Мы рывком распахнули дверь. В большом кабинете сидел Модаев. Он был погружен в изучение каких-то бумаг. Нас, казалось, он не замечал.
— Привет, чмо! — Виктор был настроен весело-агрессивно.
— Давно не виделись, предатель!
— Выйдите и зайдите, как положено! — сказал Модаев, не поднимая головы.
— Я тебя сейчас сам выведу, чмо уродливое! — я вскипел.
— Мне позвать охрану?
Витя схватил его за горло сзади в «замок». Я схватил руки. Витя его чуть придушил, так что он не мог орать, а только сипеть. Рожа его приобрела красный цвет с фиолетовым оттенком.
— Ну, что, предатель? Будешь звать охрану?
— Х-х-х! Хет!
То есть — нет?
— Хет!
— Медленно отпусти его, но если будет шуметь, сверни ему шею.
— Будешь еще шуметь?
— Нет, — Серега крутил головой. — Отпустите.
Мы его отпустили. Он потирал горло, шею, растирал руки, кряхтел.
— Сережа, не вздумай фокус выкинуть, например, ствол достать из-под ляжки или отодрать его из-под стола. И не мечтай!
— Двоих все равно не успеешь убить, второй тебе башку оторвет, да и стрелок ты хреновый.
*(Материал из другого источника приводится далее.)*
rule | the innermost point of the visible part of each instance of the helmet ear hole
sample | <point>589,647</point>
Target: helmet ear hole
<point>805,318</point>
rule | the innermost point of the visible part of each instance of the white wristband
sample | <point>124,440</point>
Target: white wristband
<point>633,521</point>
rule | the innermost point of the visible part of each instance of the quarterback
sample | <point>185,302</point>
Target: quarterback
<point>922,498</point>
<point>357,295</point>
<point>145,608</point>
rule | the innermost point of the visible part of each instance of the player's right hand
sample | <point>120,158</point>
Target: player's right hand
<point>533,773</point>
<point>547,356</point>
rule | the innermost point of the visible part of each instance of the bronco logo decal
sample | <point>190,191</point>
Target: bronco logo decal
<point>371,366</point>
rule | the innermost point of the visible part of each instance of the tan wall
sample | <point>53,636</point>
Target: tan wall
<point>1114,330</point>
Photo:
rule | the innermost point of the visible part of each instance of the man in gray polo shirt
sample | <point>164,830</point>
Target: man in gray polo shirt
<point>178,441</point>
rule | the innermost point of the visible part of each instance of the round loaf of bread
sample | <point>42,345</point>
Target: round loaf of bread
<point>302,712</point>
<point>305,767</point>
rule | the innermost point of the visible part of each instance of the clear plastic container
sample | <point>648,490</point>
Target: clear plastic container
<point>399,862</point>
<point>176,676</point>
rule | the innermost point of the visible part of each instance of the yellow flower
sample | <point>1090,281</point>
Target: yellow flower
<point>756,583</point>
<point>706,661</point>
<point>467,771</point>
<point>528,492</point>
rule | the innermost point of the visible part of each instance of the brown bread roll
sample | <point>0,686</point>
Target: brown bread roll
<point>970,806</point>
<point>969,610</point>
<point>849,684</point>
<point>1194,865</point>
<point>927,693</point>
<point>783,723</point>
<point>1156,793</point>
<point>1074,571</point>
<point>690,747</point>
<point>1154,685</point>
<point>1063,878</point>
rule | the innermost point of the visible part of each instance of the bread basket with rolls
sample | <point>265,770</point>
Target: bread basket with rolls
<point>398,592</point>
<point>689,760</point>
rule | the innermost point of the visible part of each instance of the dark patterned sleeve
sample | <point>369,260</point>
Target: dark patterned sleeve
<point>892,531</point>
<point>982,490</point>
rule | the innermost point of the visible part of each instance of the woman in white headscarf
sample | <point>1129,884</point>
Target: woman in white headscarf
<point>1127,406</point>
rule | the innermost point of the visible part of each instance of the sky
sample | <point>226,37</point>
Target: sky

Вспомни, как вчера отстрелялся.
— Я не буду стрелять.
— Встань.
— Чего ради я должен вставать?
— Нам спокойнее будет!
Он встал. Под его правой ляжкой лежал ПМ.
— Я же говорил, что он чмо.
— Тоже мне новость.
— Теперь поговорим. Чего хотел?
— Пистолет отдайте! — тон был угрожающим, но в голосе проскакивали писклявые нотки, и поэтому он казался жалобным.
— Мы его себе оставим. Ты себе еще достанешь!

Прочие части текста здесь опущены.